How a credit score helps you get paid

Posted by XO Accounting on Aug 19, 2019 10:13:00 AM

In Australia, the number of insolvencies continues to rise every year. The causes most frequently cited include issues with cash flow, poor strategic management and trading loss. For each of these, there would have been warning signs for the business in the lead up to the failure. That is, if you knew where to look and utilise a credit (1)

Credit scores: powering better business decisions

For many years, banks have used credit scores to form the base for decisions regarding credit and lending. However, the information can be in your hands too. A credit score allows you valuable insight in your customer's business. Not only this, but it can alert you to certain warnings or areas of concern. A business credit score can also be used to improve your access to credit and grow your business.

Typically, a commercial credit score ranges from -200 up to about 1200. Generally, the higher your credit score, the better it looks to a lender.


How to calculate a commercial credit score

A commercial credit score is calculated based on the information held on the business credit file at a specific time.

Your credit report contains information from many sources. It takes into account commercial credit defaults and other debts and public record information. Additionally it includes court judgements, writs, directorship details, proprietorship details and invoice payment history.

Predictive modeling and advanced technology find patterns in the data. A complex algorithm developed by Equifax’s (formerly Veda) scoring team filters this data. This algorithm determines the likelihood a business/company will record an adverse event on their credit file within the next year. A score of 200 represents a 50% chance the entity will experience an adverse event.

An adverse event on a credit file means something that could negatively impact a company’s ability to repay their debt obligations. There are many examples of adverse events such as a default, going into external administration or bankruptcy. Furthermore having a collections action or any court actions related to outstanding debts are also considered adverse events.


The information used to predict the future

Equifax’s credit reports monitor these patterns of late payment for an in-depth payment history picture of your new customer.

Equifax collects these patterns from a network of over 200 suppliers representing a cross-section of industries. These industries include business-critical services such as telecommunications, utility, transport and food services.

Professionals and businesses tend to prioritise these payments in order to operate.
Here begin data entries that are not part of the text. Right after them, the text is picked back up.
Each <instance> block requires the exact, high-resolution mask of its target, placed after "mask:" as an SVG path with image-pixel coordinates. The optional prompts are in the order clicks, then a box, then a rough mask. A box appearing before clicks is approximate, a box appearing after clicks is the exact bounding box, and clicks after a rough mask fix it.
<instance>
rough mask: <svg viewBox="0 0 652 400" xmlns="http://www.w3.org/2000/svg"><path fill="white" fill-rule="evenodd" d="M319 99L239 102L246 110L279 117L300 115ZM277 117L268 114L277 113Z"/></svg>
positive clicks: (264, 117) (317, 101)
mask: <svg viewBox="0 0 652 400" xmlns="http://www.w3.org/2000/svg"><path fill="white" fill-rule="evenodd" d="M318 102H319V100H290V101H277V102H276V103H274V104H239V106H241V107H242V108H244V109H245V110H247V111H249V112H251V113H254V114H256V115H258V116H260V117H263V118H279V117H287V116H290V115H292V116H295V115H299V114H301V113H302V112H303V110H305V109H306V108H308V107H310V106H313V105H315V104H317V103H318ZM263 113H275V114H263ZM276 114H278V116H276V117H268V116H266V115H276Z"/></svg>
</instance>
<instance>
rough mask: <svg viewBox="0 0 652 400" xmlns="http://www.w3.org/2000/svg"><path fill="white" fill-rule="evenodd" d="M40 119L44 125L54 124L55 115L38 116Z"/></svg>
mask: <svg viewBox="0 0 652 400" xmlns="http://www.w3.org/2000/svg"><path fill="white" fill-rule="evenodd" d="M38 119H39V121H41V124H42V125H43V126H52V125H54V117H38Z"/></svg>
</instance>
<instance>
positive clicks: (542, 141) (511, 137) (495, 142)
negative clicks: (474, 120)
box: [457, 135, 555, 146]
Consequently a late payment among these industries can be a strong indication of financial strain.


How in-depth is the credit score payment-history picture?

Over the last two years, Equifax has collected over 22 million trade references (i.e. financial references against a company). Every month Equifax updates 2.5 million references. This level of detail paints a up-to-date, widespread picture of trends, company habits and payments made outside of set terms.


One score to give you power

Reviewing a business customer’s credit score and credit report helps you avoid being unprepared. If you can foresee signs of financial distress, you can have proper processes in place to keep your business safe.

If a company is indicating a risk of insolvency, that doesn’t necessarily mean other organisations shouldn’t do business with them. It is just important to go into these relationships with their eyes open.

With increasing insolvency statistics, the Equifax business credit score will help you ensure payment terms are still appropriate to safeguard your cash flow.